An elderly couple married for 75 years had, throughout their long years together, always showed their love for each other in lots of little ways. A poem hung on their lounge wall from George to “My Darling Wife, Elizabeth”. It was given to her to mark their 50th anniversary some years ago and was typical of the thoughtful way they treated each other.
When they met, Elizabeth was an only child living with her sick mother; her beloved father had already died when she was only fifteen. They married in 1936 when Elizabeth had just turned eighteen. And less than two years later her mother also died leaving Elizabeth with no family to speak of except for her husband and their new baby son.
To earn extra money for his family George had joined the Territorial Army and because of this, was among the first group posted in 1939 when war loomed. Conscious that he was leaving his young wife and baby son alone with no family to turn to, George did his best to find accommodation for them wherever he went. There were times when he risked getting into trouble for fetching his wife but his concern for Elizabeth went far beyond his own worry for himself. This went on throughout the war and Elizabeth found accommodation for herself near to her husband when it was possible. Usually she found lodgings with ordinary families who were desperate for some extra cash. Of course, when George was in France, separation was inevitable and when he was at Dunkirk it was particularly harrowing for them. George suffered a mental breakdown after the war and underwent Electric Shock Treatment. It was years before he made a full recovery. Nevertheless, they got through those times and settled down to family life again once the war was over.

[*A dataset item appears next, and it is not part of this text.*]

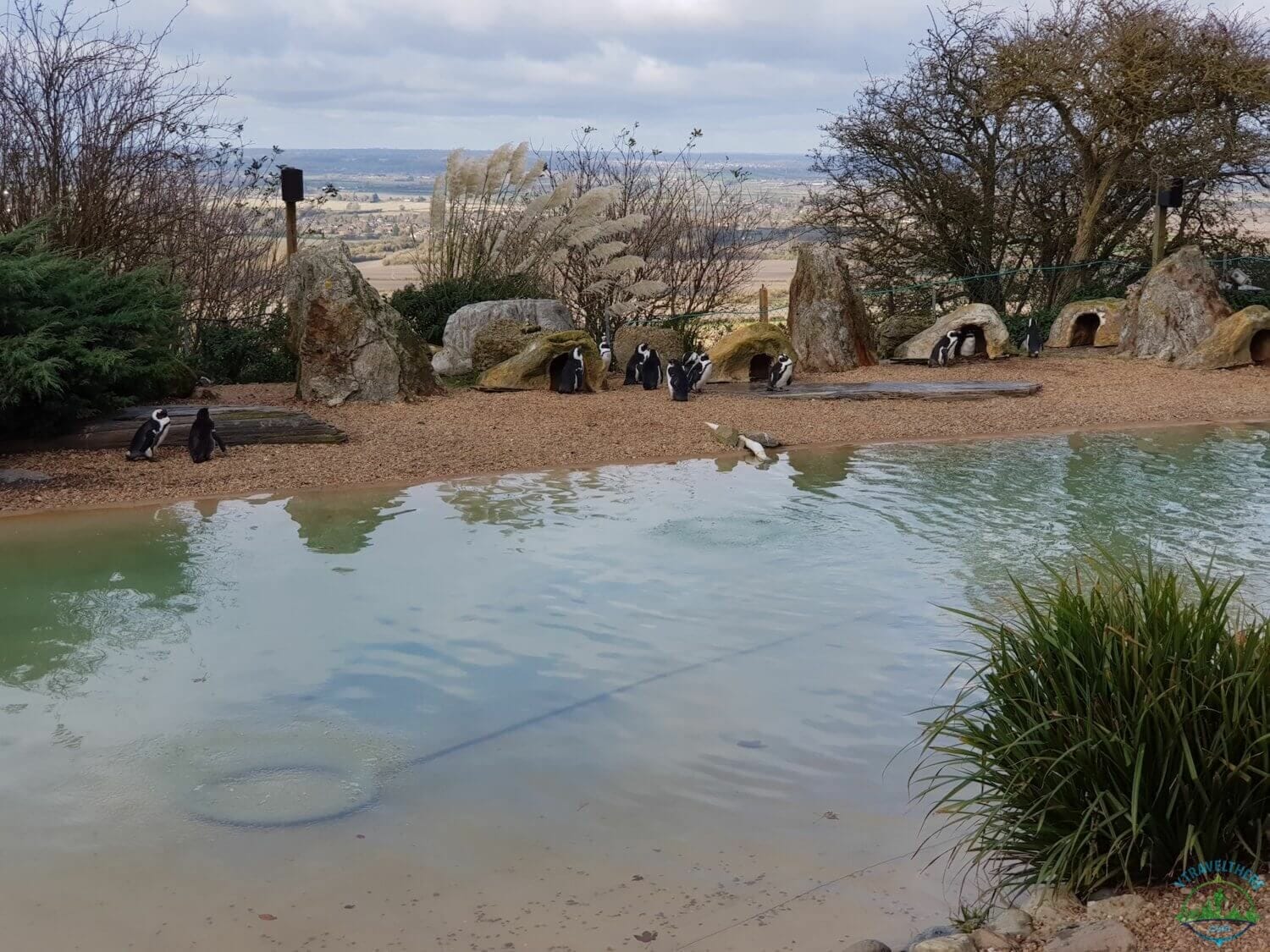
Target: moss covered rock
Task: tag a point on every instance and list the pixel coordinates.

They’d had good and bad times during their 75 years together. Like most married couples they’d had money worries, health issues and all the normal problems and cares people have when bringing up three children, yet throughout all those years they had never failed to love and support each other. Right up to the end when George was 97 and Elizabeth was 94, they never failed to give each other a goodnight kiss and the first thing they did in the morning was to greet each other with another kiss. Not a day went by where they didn’t tell each other how much they cared for each other, even if they’d had a rare tiff. They really stuck by their wedding vows “To love, honour and cherish, in sickness and in health, for better or for worse”. I’m so proud to have had them for my parents.